Norway on Thursday marks the 10th anniversary of the worst massacre in its modern history, as church bells toll for the 77 people murdered by neo-Nazi Anders Behring Breivik.
The Scandinavian nation had been mostly spared from extremist violence until July 22, 2011, when Breivik set off a bomb in Oslo that killed eight people before going on a shooting spree at a summer camp for left-wing youths on the island of Utoya.
“I was 16 years old and I couldn’t decide which funerals to go to because there were so many,” said Astrid Eide Hoem, a survivor who has since become head of the Labour Party’s youth league (AUF), which organised the camp.
“I had never lost anyone close to me before, but also now, being in my mid-20s, I think about what would have become of them, the job they might have had, the children…”
A morning memorial ceremony at the government headquarters, church masses and another ceremony on Utoya in the afternoon, will mark the anniversary.

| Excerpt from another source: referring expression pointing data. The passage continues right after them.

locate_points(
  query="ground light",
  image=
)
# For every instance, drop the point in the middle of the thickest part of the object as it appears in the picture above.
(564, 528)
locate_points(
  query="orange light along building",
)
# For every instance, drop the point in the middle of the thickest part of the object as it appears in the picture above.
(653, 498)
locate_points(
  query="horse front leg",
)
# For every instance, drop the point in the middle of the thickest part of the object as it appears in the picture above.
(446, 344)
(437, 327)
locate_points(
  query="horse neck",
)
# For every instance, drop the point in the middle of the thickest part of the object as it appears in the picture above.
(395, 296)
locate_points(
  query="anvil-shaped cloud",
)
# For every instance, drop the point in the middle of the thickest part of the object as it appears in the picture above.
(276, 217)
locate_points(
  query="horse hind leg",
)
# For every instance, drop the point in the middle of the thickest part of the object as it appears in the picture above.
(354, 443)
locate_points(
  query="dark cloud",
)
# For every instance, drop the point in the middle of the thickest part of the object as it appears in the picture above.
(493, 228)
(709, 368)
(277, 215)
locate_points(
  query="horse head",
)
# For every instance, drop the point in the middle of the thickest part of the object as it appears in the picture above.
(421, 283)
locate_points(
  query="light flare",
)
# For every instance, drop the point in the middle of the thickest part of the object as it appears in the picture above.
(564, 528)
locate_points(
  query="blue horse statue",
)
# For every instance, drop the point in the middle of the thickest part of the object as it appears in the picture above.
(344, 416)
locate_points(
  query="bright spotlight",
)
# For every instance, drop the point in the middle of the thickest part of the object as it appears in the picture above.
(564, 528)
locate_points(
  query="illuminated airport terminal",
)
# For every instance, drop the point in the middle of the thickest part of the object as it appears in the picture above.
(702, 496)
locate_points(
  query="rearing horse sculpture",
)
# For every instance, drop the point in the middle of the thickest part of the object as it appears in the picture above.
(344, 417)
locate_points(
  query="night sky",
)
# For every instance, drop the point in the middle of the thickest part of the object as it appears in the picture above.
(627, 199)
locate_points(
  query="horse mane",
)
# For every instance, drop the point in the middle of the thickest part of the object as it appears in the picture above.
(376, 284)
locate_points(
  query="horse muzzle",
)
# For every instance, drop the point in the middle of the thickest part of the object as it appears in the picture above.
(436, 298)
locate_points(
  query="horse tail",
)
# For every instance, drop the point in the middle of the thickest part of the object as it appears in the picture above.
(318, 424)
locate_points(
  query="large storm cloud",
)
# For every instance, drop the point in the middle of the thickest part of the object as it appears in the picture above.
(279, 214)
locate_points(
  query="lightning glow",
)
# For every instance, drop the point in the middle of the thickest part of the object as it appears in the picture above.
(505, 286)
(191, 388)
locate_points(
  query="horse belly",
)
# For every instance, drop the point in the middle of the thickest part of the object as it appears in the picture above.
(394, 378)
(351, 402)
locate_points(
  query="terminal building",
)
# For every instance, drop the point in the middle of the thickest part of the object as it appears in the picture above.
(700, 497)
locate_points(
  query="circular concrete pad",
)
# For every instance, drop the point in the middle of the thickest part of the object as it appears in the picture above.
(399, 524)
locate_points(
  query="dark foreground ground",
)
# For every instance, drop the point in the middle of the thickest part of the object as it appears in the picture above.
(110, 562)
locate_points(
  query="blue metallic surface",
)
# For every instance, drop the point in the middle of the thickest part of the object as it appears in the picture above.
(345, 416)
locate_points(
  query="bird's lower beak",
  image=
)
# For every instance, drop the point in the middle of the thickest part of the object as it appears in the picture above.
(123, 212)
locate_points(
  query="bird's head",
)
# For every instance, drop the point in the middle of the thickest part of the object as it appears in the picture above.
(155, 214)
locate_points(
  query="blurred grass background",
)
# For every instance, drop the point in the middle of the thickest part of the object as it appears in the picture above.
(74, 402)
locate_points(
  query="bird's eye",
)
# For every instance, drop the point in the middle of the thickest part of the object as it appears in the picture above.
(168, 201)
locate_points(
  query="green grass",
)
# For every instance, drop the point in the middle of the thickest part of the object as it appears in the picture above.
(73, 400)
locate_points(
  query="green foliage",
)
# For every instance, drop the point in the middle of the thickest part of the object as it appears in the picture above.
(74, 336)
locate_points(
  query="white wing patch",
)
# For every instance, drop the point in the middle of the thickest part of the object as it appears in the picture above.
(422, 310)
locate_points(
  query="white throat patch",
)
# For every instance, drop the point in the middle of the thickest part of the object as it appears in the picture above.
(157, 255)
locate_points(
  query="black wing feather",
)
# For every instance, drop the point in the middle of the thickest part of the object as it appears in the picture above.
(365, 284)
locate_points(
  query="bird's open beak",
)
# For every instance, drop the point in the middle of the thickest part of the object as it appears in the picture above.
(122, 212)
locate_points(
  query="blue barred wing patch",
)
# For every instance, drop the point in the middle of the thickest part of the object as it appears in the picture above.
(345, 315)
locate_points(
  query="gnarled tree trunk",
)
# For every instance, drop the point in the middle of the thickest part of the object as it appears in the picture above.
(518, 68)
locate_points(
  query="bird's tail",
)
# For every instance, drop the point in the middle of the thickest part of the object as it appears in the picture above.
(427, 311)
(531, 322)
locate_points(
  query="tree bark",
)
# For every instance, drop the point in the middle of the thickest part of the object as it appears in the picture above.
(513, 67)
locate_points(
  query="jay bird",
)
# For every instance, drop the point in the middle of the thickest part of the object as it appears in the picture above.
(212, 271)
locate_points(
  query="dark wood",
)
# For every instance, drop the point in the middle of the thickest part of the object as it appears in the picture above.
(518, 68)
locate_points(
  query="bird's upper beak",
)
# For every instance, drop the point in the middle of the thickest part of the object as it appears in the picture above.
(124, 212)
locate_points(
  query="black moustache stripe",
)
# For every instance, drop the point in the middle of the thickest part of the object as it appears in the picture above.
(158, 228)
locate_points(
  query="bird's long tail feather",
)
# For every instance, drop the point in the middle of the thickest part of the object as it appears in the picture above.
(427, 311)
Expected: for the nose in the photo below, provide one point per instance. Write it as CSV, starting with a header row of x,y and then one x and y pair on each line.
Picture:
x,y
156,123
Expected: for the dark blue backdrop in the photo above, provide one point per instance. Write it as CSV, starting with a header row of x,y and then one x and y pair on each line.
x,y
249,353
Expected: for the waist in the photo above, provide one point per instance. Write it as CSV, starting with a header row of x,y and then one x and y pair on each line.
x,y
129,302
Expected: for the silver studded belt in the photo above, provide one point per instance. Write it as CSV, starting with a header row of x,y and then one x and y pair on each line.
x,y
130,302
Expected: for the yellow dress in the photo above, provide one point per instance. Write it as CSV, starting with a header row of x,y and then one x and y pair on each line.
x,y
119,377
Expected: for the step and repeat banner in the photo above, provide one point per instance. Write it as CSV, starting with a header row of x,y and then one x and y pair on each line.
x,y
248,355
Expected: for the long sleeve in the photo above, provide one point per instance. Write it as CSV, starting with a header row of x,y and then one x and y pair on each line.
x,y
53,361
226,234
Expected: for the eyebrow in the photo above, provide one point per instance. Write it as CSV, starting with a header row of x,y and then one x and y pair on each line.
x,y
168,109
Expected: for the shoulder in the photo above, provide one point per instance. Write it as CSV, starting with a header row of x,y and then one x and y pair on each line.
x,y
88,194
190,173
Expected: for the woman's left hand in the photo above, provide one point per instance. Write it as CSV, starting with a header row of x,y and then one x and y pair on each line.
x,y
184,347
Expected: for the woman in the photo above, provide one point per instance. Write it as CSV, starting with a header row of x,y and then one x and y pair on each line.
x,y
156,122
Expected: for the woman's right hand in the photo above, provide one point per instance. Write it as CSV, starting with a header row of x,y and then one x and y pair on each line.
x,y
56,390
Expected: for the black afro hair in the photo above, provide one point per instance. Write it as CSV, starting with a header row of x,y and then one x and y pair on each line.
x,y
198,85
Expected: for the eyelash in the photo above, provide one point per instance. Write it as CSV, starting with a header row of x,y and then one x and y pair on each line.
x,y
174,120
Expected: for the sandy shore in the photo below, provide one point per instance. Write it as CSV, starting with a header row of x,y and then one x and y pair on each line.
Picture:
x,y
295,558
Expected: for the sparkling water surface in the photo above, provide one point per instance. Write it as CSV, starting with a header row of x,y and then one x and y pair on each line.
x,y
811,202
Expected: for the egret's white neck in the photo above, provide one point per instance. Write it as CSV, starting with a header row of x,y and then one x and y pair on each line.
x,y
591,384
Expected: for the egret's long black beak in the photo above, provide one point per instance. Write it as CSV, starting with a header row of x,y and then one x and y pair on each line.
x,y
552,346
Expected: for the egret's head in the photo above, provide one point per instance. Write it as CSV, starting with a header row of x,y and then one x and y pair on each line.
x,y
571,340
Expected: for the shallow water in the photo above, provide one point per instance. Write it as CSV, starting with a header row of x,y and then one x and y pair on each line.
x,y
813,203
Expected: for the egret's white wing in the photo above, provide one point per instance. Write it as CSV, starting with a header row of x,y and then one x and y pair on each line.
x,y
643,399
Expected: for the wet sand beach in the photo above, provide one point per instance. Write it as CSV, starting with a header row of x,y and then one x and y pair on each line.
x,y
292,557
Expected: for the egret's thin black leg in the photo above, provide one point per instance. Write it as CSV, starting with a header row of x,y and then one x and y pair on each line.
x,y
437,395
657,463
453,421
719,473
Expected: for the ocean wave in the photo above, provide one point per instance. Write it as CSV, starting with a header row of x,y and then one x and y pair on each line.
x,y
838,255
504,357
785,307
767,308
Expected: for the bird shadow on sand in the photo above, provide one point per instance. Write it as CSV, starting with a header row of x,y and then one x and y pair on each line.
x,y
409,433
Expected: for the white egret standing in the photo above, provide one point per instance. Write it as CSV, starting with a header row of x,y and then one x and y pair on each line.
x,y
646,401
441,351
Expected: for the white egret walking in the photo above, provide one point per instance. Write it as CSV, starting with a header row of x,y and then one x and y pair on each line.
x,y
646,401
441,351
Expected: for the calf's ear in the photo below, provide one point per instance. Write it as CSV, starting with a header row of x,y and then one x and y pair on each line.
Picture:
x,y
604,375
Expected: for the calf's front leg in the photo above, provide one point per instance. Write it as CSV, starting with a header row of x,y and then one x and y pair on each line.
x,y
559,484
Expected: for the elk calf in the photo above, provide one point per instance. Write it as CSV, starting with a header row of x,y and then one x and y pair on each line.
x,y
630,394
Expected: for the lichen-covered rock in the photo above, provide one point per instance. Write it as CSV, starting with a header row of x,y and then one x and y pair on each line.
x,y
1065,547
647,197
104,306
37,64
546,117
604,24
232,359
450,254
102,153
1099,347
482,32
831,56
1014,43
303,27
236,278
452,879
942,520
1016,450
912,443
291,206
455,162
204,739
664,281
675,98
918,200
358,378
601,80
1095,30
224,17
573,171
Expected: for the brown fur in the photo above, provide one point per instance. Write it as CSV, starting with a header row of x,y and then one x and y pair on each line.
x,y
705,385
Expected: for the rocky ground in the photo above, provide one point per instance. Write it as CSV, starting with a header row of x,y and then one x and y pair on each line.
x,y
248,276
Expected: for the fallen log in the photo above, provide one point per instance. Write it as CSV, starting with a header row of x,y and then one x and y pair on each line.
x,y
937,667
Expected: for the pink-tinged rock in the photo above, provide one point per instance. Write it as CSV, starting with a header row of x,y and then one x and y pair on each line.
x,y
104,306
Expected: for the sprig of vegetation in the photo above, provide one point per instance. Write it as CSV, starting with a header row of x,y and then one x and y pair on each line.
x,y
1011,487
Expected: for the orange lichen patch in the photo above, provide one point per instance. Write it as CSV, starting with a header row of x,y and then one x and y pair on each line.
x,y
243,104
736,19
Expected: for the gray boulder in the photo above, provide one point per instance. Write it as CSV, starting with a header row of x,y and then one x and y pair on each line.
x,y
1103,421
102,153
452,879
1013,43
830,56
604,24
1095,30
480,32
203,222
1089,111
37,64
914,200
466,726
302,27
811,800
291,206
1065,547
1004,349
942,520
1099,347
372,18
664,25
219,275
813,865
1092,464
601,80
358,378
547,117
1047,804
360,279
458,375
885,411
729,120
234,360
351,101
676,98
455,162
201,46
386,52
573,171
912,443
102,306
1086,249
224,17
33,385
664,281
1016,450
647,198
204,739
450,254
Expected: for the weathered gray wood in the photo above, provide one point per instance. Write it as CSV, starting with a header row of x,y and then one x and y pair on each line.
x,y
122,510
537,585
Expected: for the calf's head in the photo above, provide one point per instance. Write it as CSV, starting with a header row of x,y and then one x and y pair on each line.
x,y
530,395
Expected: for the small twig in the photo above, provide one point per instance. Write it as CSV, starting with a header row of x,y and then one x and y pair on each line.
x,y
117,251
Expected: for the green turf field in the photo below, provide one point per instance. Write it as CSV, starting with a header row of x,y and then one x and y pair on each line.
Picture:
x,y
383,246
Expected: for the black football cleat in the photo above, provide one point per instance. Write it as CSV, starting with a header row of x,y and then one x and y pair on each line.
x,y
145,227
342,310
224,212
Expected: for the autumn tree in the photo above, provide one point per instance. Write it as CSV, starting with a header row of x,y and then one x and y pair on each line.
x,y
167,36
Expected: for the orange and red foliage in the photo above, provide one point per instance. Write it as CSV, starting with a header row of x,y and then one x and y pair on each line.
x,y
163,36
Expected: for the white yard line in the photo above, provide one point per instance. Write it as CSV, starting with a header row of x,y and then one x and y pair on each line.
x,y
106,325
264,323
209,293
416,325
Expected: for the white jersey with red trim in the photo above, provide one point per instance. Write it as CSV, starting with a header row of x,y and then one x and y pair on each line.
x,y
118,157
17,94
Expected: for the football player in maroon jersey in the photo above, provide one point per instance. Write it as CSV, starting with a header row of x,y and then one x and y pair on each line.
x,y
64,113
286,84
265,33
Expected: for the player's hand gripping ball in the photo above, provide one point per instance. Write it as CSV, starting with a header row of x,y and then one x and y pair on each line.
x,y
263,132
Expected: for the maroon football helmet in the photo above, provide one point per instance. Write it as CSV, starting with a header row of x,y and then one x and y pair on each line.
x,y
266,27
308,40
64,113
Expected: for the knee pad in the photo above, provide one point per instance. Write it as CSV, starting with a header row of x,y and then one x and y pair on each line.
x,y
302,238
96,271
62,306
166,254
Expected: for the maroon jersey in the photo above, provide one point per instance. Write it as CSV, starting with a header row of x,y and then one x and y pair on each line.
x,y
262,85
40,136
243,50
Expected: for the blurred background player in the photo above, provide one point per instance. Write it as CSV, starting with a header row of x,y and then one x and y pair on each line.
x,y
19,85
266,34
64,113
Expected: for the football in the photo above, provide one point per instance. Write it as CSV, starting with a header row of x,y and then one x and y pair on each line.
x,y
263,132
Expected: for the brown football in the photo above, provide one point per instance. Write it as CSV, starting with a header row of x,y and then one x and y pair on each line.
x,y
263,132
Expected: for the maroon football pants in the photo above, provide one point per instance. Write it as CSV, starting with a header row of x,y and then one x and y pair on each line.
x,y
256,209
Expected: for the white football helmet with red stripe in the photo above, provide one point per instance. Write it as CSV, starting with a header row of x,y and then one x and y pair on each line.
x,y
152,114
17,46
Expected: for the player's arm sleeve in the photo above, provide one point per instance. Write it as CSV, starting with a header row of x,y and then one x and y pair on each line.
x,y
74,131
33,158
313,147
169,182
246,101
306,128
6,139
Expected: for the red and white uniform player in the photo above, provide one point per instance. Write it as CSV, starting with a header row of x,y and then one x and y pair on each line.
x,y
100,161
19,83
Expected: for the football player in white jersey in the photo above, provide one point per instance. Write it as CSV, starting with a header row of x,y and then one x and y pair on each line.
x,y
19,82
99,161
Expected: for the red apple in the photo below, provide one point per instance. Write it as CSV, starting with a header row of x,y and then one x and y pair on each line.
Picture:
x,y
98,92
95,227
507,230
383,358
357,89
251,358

At noon (1000 GMT), church bells nationwide will ring.
Shortly after the attacks, the then-Labour Party prime minister and current NATO chief Jens Stoltenberg promised to respond with “more democracy” and “more humanity”.
– ‘Driving force’ –
But 10 years on, many of the survivors of Utoya feel that Norway still has not truly faced up to the ideology that drove Breivik.
“The far-right ideas that inspired the attack are still a driving force for right-wing extremists at home and abroad,” the Norwegian intelligence service (PST) warned this week.
Breivik’s actions had inspired several violent attacks over the past decade, the PST said, including those targeting mosques in New Zealand’s Christchurch and Oslo.
On Tuesday, vandals scrawled “Breivik was right” on a memorial for Benjamin Hermansen, who was killed by neo-Nazis in 2001 in what was billed as Norway’s “first racist crime”.
Prime Minister Erna Solberg said she grew “sad and angry” when she heard of the vandalism.
In 2012, Breivik, then 42, was sentenced to 21 years in prison. His sentence can be extended indefinitely and the extremist will likely spend the rest of his life behind bars.
A year earlier, Breivik had disguised himself as a police officer and planted the car bomb that shattered the government headquarters in Oslo and killed eight people.
He then made his way to Utoya, where he hunted down his 69 other victims, most of them teenagers.
For many of the survivors, the psychological trauma remains an open wound.
A third were still suffering last year from major disorders, including post-traumatic stress, anxiety, depression and headaches, a recent paper by the Norwegian Centre for Violence and Traumatic Stress Studies found.
“When you’ve been through something like this, you don’t go back to being the person you were,” Eide Hoem said.
“I have trouble sleeping, I’m afraid, and I think I’ll have to live with this all my life,” she added.
Elin L’Estrange, another survivor, told AFP: “If someone today tells me that they want me dead, I take it very seriously.”